Though the firm typically doesn’t bother with LEED certification, Graham Downes Architecture has always practiced principles of sustainability, conservation and energy efficiency, he said.
Current local projects include a new 24,000-square-foot harbor-front restaurant, the $3.5 million renovation of Tom Ham’s Lighthouse, the repositioning of a 142-unit resort in San Marcos and the rebranding of the shopping district along University Avenue in Hillcrest. Graham Downes Architecture’s Las Vegas and Phoenix offices also have projects going, along with the design of Love Culture retail stores nationwide and a Hard Rock Hotel in Jamaica.
Downes said revenues for the firm were disappointing but better than expected in 2012, and anticipates revenues in 2013 to top last year’s by 50 percent. He’s bullish about 2014, and said it will likely be the firm’s best year ever.
“The real estate market is coming back in Southern California, particularly in the multifamily sector. There’s a bit of a feeding frenzy on available properties, and people pushing to get multifamily under way, because there’s available financing,” he said. “The hotel market is always there for us because remodels need to take place and there’s constant activity in terms of repositioning, remarketing and rebranding.”
Still, he said the developer community is going to “think very carefully” about new product, after the last several years of too-rapid development.
Downes made news last fall when he bought three properties at Fifth Avenue and Maple Street in Bankers Hill: an apartment complex, the Mandarin House restaurant and the historic Britt Scripps Inn. He’s already renovated and sold the apartment complex, but plans for the other two properties are still in flux.
“We don’t quite know what we’re going to do there at this point in time,” he said.
The firm is considering the creation of multitenant commercial activity on the ground level that includes the inn along with adjacent condominiums.

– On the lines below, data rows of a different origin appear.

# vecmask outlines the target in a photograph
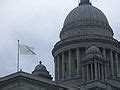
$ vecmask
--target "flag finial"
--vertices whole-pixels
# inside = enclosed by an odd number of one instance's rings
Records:
[[[42,64],[42,61],[40,61],[40,64]]]
[[[81,0],[80,4],[90,4],[90,0]]]

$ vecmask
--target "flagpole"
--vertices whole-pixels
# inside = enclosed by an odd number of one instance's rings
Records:
[[[19,71],[19,40],[18,40],[18,55],[17,55],[17,72]]]

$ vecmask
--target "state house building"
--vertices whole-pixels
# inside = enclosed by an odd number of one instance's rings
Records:
[[[0,90],[120,90],[120,42],[106,16],[81,0],[66,17],[52,54],[55,81],[40,62],[32,74],[0,78]]]

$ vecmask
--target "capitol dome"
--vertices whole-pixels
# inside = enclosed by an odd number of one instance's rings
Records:
[[[92,6],[89,0],[84,3],[81,0],[80,5],[67,15],[60,38],[66,39],[84,35],[113,37],[106,16],[101,10]]]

In this scenario, a third party would likely purchase the site and build the condos.
“Whatever we do,” he said, “we aim to make a big difference in Bankers Hill,” which is also where Downes resides in a 103-year-old historic house.
He has said previously that his goal is to bring vitality to the area on the west side of Balboa Park by launching the construction of more compelling, modern buildings and more businesses for residents.

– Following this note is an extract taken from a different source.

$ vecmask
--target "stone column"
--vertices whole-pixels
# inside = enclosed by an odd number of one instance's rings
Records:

Downes was also hoping to kick-start redevelopment in Barrio Logan, but has since put those plans on hold.
“The prognosis for development progress in Barrio Logan is too slow for me -- but I’ll go back there. I still have an acre there,” he said.
Downes has a reputation for speaking frankly about hot-button issues, such as the homeless situation that he said makes development in the northwest side of Barrio Logan so challenging.
“There’s a big issue with campsites on the sidewalks,” he said. “All the activity on the street makes it extremely hard for developers, for leasing, being a tenant and being a landlord. It’s out of control. It’s uncontained, there’s no plan for it, and it makes business extremely difficult. When the streets are cleaned up and everything is safer and savory, then I’ll come back.”
He also doesn’t mince words when it comes to talking about what’s wrong with design in San Diego.
“I’d like to see buildings that copy each other a little less. There’s a proliferation of styles that piggyback on others,” he said. “I’m extremely averse to the whole idea of Mediterranean, Italianate, cute, quaint, village-y type buildings that continue to be built. It’s very irritating to me.”
He’d rather see more utilitarian buildings with strong character, less fussiness and more experimentation. The city, he said, is home to so much innovation in medicine, biotech, pharmaceuticals and defense. Yet the building industry remains conservative.
And he said he’d like to see more facilities provide complete public accessibility, letting the public migrate where it will. The result, he said, would be a better downtown and a better quality of life.
“I can’t change the culture; I can only do my piece,” he said.